Our mental well-being can be greatly affected by common intestinal bacteria. Researchers in Belgium argue in a new study.
Some bacteria can cause depression, while others seem to provide some protection against depressive states. The researchers, who publish their findings in the journal Nature Microbiology, collected feces samples of just over 1,000 people in a special project called the Flemish Gut Flora Project.
The analyzes show that many of the intestinal bacteria are positively or negatively linked to mental health.
For example, two of the bacteria Coprococcus and Dialists were consistently very rare in individuals with severe depression – whether or not they were treated with antidepressants.
Bacteria and Depression
Researchers point out that research circles have long debated a possible connection between intestinal bacteria and depression.
The subject is controversial – but most point to the fact that the connection is real. Many bacteria produce substances that are neuroactive, that is, substances that affect our nervous system and therefore our mental state.

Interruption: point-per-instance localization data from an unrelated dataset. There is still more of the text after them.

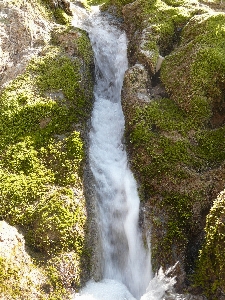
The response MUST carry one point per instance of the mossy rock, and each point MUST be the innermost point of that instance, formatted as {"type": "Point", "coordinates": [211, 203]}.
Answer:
{"type": "Point", "coordinates": [43, 115]}
{"type": "Point", "coordinates": [194, 74]}
{"type": "Point", "coordinates": [210, 274]}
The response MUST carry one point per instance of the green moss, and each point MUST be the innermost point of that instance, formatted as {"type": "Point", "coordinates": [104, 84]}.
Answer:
{"type": "Point", "coordinates": [210, 273]}
{"type": "Point", "coordinates": [197, 84]}
{"type": "Point", "coordinates": [58, 223]}
{"type": "Point", "coordinates": [41, 153]}
{"type": "Point", "coordinates": [9, 275]}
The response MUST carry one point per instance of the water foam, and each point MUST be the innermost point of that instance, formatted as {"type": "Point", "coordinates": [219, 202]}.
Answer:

Some microbes may, among other things, produce dopac, a chemical that is included in the neurotransmitter dopamine, which is linked to our reward system and thus to our well-being.
Catalog of intestinal bacteria
The researchers behind the study, led by microbiologist Jeroen Raes of the University of Leuven in Belgium, have analyzed the genome of more than 500 bacteria in the human gastrointestinal tract.
They have now made a catalog of the various microbes and the neuroactive substances they produce.
Some of the bacteria are apparently capable of producing a whole battery of substances with different neurological effects.